Download or read book The Life and Times of Louis Lomax written by Thomas Aiello and published by Duke University Press. This book was released on 2021-02-15 with total page 182 pages. Available in PDF, EPUB and Kindle. Book excerpt: Syndicated television and radio host. Serial liar. Pioneering journalist. Convicted criminal. Close ally of Malcolm X and Martin Luther King Jr. Publicity-seeking provocateur. Louis Lomax's life was a study in contradiction. In this biography, Thomas Aiello traces the complicated and fascinating arc of Lomax's life and career, showing how the contradictions, tumult, and inconsistencies that marked his life reflected those of 1960s America. Aiello takes readers from Lomax's childhood in the Deep South to his early confidence schemes to his emergence as one of the loudest and most influential voices of the civil rights movement. Regardless of what political position he happened to take at any given moment, Lomax preached “the art of deliberate disunity,” in which the path to democracy could only be achieved through a diversity of opinions. Engaging and broad in scope, The Life and Times of Louis Lomax is the definitive study of one of the civil rights era's most complicated, important, and overlooked figures.

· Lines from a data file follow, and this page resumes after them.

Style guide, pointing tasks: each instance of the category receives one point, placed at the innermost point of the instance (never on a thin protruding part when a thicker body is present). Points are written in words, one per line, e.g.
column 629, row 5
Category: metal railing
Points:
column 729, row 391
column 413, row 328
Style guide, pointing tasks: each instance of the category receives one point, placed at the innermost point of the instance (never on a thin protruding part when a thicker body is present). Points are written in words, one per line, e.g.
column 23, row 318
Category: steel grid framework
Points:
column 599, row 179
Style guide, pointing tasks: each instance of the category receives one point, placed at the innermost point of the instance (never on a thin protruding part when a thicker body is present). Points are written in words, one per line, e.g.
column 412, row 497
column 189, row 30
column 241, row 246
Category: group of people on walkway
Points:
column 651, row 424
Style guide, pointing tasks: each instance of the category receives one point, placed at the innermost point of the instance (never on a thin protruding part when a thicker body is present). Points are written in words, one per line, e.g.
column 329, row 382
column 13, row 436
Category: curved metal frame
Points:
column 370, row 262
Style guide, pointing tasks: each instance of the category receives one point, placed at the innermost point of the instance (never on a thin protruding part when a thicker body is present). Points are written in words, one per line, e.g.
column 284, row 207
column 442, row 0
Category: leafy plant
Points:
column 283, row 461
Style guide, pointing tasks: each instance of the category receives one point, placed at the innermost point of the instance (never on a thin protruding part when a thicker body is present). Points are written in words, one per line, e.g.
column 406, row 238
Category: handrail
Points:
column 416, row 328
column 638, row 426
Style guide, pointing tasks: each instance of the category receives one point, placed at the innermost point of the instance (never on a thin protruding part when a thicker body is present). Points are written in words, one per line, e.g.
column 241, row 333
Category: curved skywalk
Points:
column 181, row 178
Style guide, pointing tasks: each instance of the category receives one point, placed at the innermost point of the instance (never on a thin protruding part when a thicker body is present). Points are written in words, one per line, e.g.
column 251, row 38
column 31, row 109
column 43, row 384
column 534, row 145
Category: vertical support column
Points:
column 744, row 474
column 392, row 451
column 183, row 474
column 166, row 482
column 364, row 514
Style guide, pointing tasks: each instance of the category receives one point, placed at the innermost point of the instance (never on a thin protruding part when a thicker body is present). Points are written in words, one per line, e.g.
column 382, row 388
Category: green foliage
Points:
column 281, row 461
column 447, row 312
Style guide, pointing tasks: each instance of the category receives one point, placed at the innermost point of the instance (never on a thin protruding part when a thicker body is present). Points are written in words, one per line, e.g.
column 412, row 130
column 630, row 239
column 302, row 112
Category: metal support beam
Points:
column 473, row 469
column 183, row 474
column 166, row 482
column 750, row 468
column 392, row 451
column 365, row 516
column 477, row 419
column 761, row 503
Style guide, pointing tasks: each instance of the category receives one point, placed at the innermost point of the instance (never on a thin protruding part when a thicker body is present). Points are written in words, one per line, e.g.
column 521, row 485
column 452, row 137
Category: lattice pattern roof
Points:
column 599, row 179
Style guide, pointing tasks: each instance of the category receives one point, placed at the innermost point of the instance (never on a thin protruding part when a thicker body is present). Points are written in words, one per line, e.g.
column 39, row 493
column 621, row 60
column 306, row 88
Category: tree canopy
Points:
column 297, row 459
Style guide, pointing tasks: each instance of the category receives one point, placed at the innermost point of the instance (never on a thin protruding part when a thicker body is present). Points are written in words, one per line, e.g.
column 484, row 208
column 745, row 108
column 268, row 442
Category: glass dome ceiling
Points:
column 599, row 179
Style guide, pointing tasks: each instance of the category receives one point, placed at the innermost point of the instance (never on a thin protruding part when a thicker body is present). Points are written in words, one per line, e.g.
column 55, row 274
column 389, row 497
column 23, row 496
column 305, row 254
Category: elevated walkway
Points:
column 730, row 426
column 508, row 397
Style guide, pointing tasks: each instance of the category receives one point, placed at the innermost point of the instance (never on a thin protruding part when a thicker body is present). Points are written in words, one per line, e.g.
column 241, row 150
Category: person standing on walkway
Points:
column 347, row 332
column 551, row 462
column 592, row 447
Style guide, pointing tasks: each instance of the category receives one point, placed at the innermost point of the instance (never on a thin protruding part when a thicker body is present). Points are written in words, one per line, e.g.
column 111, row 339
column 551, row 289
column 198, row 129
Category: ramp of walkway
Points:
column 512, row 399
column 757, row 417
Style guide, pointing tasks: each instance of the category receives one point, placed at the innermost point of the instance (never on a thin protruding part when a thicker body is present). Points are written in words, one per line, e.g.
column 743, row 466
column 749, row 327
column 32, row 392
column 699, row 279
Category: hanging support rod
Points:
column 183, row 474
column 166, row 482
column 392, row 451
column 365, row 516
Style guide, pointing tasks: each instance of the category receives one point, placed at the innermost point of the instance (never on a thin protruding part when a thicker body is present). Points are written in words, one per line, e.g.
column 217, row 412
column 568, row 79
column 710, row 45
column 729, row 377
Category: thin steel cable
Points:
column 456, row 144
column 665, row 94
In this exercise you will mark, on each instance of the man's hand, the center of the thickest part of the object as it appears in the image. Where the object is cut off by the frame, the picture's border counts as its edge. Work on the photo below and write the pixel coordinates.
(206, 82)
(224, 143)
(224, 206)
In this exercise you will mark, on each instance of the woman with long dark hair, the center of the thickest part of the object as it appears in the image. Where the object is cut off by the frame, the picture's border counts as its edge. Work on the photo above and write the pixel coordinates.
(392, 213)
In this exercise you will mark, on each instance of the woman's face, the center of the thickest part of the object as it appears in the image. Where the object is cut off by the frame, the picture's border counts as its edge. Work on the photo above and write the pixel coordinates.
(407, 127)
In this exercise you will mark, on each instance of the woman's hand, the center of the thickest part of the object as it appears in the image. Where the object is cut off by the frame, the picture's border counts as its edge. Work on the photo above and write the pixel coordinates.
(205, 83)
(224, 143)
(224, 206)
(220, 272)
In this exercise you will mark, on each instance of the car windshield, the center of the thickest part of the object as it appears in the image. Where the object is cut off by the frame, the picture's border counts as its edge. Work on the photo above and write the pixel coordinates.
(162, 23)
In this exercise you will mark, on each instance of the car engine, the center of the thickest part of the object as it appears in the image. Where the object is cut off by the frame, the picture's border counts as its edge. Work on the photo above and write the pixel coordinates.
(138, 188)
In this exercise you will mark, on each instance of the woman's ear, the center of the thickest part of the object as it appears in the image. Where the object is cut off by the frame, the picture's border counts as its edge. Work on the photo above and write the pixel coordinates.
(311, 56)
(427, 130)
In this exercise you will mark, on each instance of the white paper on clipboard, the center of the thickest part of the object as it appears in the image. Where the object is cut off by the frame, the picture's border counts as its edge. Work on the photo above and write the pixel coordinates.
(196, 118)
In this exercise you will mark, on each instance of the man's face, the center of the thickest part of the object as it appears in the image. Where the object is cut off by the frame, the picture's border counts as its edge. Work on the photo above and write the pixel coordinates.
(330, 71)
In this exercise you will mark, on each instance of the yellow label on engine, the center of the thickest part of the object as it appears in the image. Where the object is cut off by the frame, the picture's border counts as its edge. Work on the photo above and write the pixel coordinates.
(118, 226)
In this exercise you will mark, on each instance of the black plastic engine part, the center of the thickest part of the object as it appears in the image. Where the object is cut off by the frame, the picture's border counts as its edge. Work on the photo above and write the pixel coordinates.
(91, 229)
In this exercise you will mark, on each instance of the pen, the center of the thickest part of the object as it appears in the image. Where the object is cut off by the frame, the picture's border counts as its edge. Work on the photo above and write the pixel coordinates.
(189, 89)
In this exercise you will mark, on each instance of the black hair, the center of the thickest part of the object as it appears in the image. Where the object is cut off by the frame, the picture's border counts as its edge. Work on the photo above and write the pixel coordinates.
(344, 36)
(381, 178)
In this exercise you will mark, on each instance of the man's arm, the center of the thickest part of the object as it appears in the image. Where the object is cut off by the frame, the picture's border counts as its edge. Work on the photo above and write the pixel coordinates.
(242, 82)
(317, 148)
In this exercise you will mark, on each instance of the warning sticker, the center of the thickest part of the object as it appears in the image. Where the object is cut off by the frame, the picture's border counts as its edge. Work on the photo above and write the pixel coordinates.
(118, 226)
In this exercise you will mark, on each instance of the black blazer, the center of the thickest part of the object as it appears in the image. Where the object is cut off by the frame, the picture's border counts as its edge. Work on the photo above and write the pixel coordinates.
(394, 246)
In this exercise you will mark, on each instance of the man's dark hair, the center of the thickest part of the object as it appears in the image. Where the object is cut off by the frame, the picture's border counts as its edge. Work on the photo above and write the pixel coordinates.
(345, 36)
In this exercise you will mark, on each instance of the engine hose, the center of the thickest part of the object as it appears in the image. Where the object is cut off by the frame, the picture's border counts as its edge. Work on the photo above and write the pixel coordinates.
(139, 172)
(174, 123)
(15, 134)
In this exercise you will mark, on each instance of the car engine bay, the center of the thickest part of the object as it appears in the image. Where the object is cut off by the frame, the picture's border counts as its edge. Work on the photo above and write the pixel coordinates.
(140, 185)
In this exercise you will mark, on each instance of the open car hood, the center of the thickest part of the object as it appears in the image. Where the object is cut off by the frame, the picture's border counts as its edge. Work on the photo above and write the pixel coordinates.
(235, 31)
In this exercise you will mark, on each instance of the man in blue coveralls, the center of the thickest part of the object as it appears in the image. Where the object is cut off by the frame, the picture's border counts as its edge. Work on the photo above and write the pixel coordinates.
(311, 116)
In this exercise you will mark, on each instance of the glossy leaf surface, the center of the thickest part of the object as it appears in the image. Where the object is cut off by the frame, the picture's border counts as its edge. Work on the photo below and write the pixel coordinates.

The Down Goes Brown History of the NHL

Download The Down Goes Brown History of the NHL PDF Online Free

Author :
Publisher :
ISBN 13 : 0735273898
Total Pages : 274 pages
Book Rating : 4.7/5 (352 download)

DOWNLOAD NOW!


Book Synopsis The Down Goes Brown History of the NHL by : Sean McIndoe

Download or read book The Down Goes Brown History of the NHL written by Sean McIndoe and published by . This book was released on 2018 with total page 274 pages. Available in PDF, EPUB and Kindle. Book excerpt: Sean McIndoe of Down Goes Brown, one of hockey's favourite and funniest writers, takes aim at the game's most memorable moments--especially if they're memorable for the wrong reasons--in this warts-and-all history of the NHL. The NHL is, indisputably, weird. One moment, you're in awe of the speed, skill and intensity that define the sport, shaking your head as a player makes an impossible play, or shatters a longstanding record, or sobs into his first Stanley Cup. The next, everyone's wearing earmuffs, Mr. Rogers has shown up, and guys in yellow raincoats are officiating playoff games while everyone tries to figure out where the league president went. That's just life in the NHL, a league that often can't seem to get out of its own way. No matter how long you've been a hockey fan, you know that sinking feeling that maybe, just maybe, some of the people in charge here don't actually know what they're doing. And at some point, you've probably wondered: Has it always been this way? The short answer is yes. As for the longer answer, well, that's this book. In this fun, irreverent and fact-filled history, Sean McIndoe relates the flip side to the National Hockey League's storied past. His obsessively detailed memory combines with his keen sense for the absurdities that make you shake your head at the league and yet fanatically love the game, allowing you to laugh even when your team is the butt of the joke (and as a life-long Leafs fan, McIndoe takes the brunt of some of his own best zingers). The Down Goes Brown History of the NHL is the weird and wonderful league's story told as only Sean McIndoe can.